Niestety, po ataku Michała B. jego 28-letni kuzyn nie przeżył. Okazuje się, że do awantury doszło około godziny 22:00, gdy... panowie grali w gry komputerowe.
"Super Express" zaznacza, że 36-latka i 28-latka łączyło nie tylko pokrewieństwo. Byli też przyjaciółmi i mieli wspólne zainteresowania.
Michał to bardzo spokojny człowiek, byłam w szoku, gdy się dowiedziałam, co się stało, to raczej jego kuzyn miał opinię osiedlowego łobuziaka - podkreśla sąsiadka rodziny, cytowana przez "SE".
Czytaj także: Cuchnący problem w Poznaniu. Miasto nie reaguje
Kraków.

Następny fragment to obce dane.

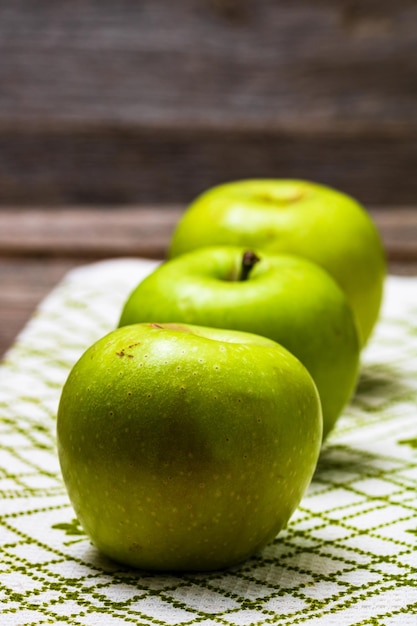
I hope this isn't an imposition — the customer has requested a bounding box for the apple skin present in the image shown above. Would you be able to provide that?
[57,322,322,572]
[168,179,386,346]
[119,247,360,439]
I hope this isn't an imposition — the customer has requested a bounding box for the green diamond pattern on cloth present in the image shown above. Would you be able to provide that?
[0,259,416,626]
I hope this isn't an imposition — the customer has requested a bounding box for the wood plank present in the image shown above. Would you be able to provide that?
[0,1,416,204]
[0,206,180,259]
[0,206,416,262]
[1,1,415,130]
[1,130,416,206]
[369,207,417,262]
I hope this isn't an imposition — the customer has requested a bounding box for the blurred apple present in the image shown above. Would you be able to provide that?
[168,179,385,346]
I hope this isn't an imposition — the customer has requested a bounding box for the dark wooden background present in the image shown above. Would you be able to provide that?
[0,1,416,355]
[1,0,416,205]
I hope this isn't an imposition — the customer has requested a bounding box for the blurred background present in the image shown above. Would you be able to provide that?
[0,0,416,353]
[1,0,416,205]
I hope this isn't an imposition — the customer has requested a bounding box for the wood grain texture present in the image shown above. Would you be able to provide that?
[0,1,416,204]
[1,204,416,259]
[1,129,416,206]
[1,205,416,261]
[1,0,416,128]
[0,206,180,259]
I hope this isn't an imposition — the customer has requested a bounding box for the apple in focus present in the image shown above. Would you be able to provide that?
[168,179,386,346]
[119,247,360,439]
[57,322,322,572]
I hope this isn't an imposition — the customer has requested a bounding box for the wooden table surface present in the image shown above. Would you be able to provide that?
[1,205,416,358]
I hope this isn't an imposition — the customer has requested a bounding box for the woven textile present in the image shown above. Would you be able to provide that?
[1,258,416,625]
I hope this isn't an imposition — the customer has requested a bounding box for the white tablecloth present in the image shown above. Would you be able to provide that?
[1,259,416,625]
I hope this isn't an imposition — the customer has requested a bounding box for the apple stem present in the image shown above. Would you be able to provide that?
[240,251,261,281]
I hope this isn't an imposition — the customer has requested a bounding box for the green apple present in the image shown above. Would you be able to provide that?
[57,322,322,572]
[119,247,360,439]
[168,179,386,346]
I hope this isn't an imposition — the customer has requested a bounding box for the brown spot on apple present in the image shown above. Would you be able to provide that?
[116,349,134,358]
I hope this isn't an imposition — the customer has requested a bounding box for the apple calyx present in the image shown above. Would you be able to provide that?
[240,250,261,281]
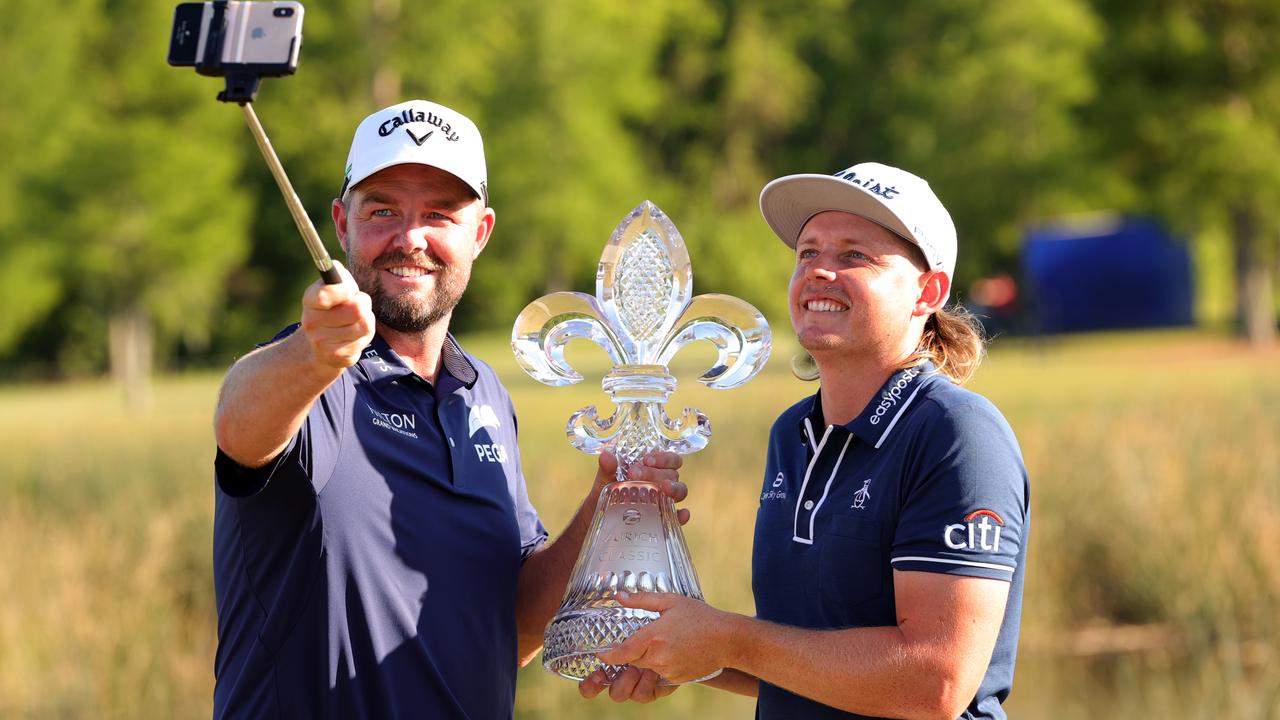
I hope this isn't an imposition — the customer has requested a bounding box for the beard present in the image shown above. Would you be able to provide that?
[348,248,471,333]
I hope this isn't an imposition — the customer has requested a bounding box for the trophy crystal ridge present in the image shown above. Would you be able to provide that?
[512,201,771,684]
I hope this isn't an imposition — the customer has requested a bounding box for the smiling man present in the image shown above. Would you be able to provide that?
[581,163,1030,719]
[210,100,686,719]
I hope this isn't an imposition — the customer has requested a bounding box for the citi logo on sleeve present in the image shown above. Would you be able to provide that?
[943,509,1005,552]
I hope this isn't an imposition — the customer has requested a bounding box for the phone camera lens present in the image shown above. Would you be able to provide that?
[273,7,294,17]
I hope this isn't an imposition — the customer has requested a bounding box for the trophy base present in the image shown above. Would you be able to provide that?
[543,605,722,685]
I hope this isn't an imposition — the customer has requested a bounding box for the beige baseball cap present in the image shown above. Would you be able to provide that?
[759,161,956,279]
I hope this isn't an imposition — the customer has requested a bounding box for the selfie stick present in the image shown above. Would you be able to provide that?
[237,102,342,285]
[187,0,338,285]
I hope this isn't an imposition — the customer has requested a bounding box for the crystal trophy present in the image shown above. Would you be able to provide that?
[511,201,771,684]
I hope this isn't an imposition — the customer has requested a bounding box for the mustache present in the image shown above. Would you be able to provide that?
[372,250,444,272]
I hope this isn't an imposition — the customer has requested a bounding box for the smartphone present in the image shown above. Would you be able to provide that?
[168,1,304,77]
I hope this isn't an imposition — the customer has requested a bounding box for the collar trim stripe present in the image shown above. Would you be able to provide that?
[803,434,854,542]
[791,425,833,545]
[803,417,818,455]
[873,380,927,449]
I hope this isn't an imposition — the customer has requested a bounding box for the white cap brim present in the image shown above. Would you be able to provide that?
[344,155,484,205]
[759,173,919,252]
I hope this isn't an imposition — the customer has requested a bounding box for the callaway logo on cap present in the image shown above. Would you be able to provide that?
[341,99,488,205]
[758,161,957,292]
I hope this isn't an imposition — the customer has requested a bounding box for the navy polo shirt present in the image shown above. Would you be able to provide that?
[212,328,548,720]
[752,362,1029,720]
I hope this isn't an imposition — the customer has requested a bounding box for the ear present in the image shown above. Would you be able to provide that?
[914,271,950,317]
[332,197,350,253]
[472,207,496,259]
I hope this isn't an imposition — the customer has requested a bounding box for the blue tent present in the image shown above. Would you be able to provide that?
[1022,215,1193,334]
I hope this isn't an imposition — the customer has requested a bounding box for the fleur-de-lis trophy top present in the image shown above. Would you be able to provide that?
[513,200,772,476]
[512,201,771,685]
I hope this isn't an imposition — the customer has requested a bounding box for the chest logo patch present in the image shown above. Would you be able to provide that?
[852,478,872,509]
[468,404,502,437]
[761,471,787,501]
[365,402,419,439]
[468,404,508,463]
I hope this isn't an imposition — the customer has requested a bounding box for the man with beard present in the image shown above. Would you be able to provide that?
[211,100,685,719]
[582,163,1029,719]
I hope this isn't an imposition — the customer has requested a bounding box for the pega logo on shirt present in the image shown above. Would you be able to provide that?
[468,404,501,438]
[869,367,920,425]
[468,404,508,463]
[365,402,419,439]
[943,509,1005,552]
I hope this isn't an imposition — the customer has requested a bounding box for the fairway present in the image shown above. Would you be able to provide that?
[0,330,1276,719]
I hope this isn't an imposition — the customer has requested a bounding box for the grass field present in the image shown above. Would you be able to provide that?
[0,329,1276,718]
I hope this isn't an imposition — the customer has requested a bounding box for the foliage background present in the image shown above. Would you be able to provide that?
[1,0,1276,379]
[1,0,1279,718]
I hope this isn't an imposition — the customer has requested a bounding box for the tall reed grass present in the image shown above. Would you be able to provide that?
[0,331,1275,718]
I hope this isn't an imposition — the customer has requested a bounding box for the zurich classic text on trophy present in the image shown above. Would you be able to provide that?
[511,201,771,684]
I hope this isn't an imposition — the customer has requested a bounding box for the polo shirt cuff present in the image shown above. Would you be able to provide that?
[890,554,1017,581]
[215,445,292,498]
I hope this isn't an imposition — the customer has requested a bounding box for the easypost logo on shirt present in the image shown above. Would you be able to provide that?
[469,404,508,463]
[869,367,921,425]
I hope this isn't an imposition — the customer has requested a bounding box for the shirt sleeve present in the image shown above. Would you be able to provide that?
[890,397,1028,581]
[214,326,350,498]
[506,395,549,561]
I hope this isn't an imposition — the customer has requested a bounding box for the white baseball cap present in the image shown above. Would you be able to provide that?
[759,161,956,279]
[340,99,488,205]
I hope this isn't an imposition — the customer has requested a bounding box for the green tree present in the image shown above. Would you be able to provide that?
[0,0,100,361]
[39,0,252,400]
[789,0,1103,288]
[1087,0,1280,344]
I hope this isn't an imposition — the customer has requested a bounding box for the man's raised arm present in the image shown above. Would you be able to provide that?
[214,262,374,468]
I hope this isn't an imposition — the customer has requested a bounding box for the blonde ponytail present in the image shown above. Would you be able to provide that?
[905,305,986,384]
[790,306,988,384]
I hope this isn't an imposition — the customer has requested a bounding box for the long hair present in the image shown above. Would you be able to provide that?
[791,305,987,385]
[901,304,986,384]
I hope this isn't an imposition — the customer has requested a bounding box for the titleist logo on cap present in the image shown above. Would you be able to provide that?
[832,168,900,200]
[377,108,461,143]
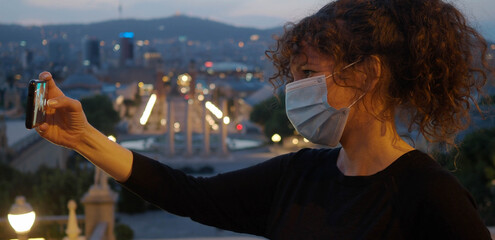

Zabił nożem kuchennym
Wiadomo, że śmiertelny cios Michał B. wymierzył przy użyciu noża kuchennego.
Pomiędzy młodymi mężczyznami doszło do awantury, w wyniku której 36-letni gospodarz ugodził nożem swojego 28-letniego krewnego, który przyszedł w odwiedziny by spędzić tam sylwestrową noc - przekazał Sebastian Gleń, rzecznik prasowy KWP w Krakowie ("SE").
28-letni Rafał trafił do szpitala. Lekarze toczyli walkę o jego życie, ale ostatecznie ich starania nie przyniosły oczekiwanego efektu.